In questo senso il perdono si configura come un processo terapeutico che libera il singolo dalla dipendenza dall’odio, restituendogli la capacità e la possibilità di sperimentarsi in modo costruttivo e libero in nuove esperienze.
Va sottolineato come il perdono, pur strettamente legato alla capacità di riallacciare rapporti, non implica tuttavia la necessità di riconciliarsi con chi è stato per noi offensore. La riconciliazione con l’altro ci porta a riavvicinarci a chi ci ha feriti, ma questo si può fare solo quando il rancore dentro di noi si sia acquietato. È un passaggio successivo, per il quale dobbiamo aspettare e cogliere il momento opportuno, sapendo rispettare i nostri tempi interni, che sono legati a molteplici fattori, non ultimo la profondità della ferita che ci è stata inferta.
Chi perdonare?
Se guardiamo attorno a noi, gli ambienti che necessitano la scelta della via del perdono come modalità relazionale sono molti: dal campo internazionale, fino a quello della famiglia e della relazione nella coppia. De Beni (2002, Brescia) in un convegno su «Dono e Perdono» parla dell’amore (definito «straordinaria esperienza di accoglienza») come del dono che, fin da bambini, dovremmo ricevere per forgiarci a diventare adulti «capaci di riconoscerlo, reinventarlo e metterlo a disposizione dell’altro». Afferma anche che «il dramma di tanti conflitti, anche nella scuola di oggi, è la mancanza di amore per i giovani: guidati da una professionalità neutrale e distaccata, si dimentica non la cultura, ma la cultura dell’essere accolti. E se ci dimentichiamo di questo i giovani non impareranno né geografia né storia… ma cercheranno di accaparrarsi quello spazio che gli è stato negato, e lo esprimeranno magari nel modo sbagliato».
Le brusche interruzioni con cui le piccole e grandi violenze spezzano il circuito dell’amore (e con esso l’equilibrio e il benessere psichico delle persone) possono essere ricucite solo con il perdono. Esso ci permette di:
– superare il passato senza rimanee schiavi o prigionieri
– liberarsi dalle emozioni negative, quali rabbia e rancori
– ristabilire la fiducia nella vita e nel genere umano
– ripristinare l’equilibrio psicologico destabilizzato dalla violenza.
Vorrei concludere citando il mondo dell’infanzia e i meccanismi evolutivi dei bambini.
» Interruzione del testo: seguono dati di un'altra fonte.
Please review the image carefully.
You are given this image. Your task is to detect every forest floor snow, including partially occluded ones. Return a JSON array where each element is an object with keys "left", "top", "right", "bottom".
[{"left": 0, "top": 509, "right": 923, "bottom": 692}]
Ne «Il mondo incantato» di Bettelheim (1975), parlando del valore delle fiabe tradizionali nella crescita dei più piccini, l’autore constata che la magnanimità e il perdono difficilmente appartengono alle trame delle fiabe per l’infanzia, sottolineando come ciò sia assolutamente positivo per una sana crescita del bambino. Egli ha bisogno di sapere con chiarezza cosa sia buono e cosa sia cattivo, in modo da formarsi una capacità di giudizio morale che ancora non possiede. Per questo motivo i personaggi delle fiabe sono unidimensionali (o malvagi o eroici), ma non si situano mai in una via di mezzo. Essi sono dei simboli che aiutano il bambino a riconoscere le sue stesse emozioni (che lo investono sia sotto forma di gioia che di rabbia) senza considerarle distruttive per se stesso.
Nel mondo adulto spesso rischiamo di comportarci come i bambini (senza però esserlo!): l’adulto infatti ha già compreso e sperimentato la coesistenza degli opposti, come una stessa persona possa avere aspetti sia buoni che criticabili, così come sa che nella sua vita si alteeranno situazioni in cui sarà vittima e altre in cui creerà vittime.
A noi in quanto adulti, viene richiesta una visione dell’uomo dove non ci siano «streghe cattive e fate buone», bensì uomini e donne con sentimenti ed emozioni contrastanti, talvolta anche distruttivi. La strategia del perdono, che parte dalla «decisione» di intraprendere un cammino di liberazione interiore, ci insegna a guardare all’uomo nella sua unitarietà e ci spiana la strada verso la libertà.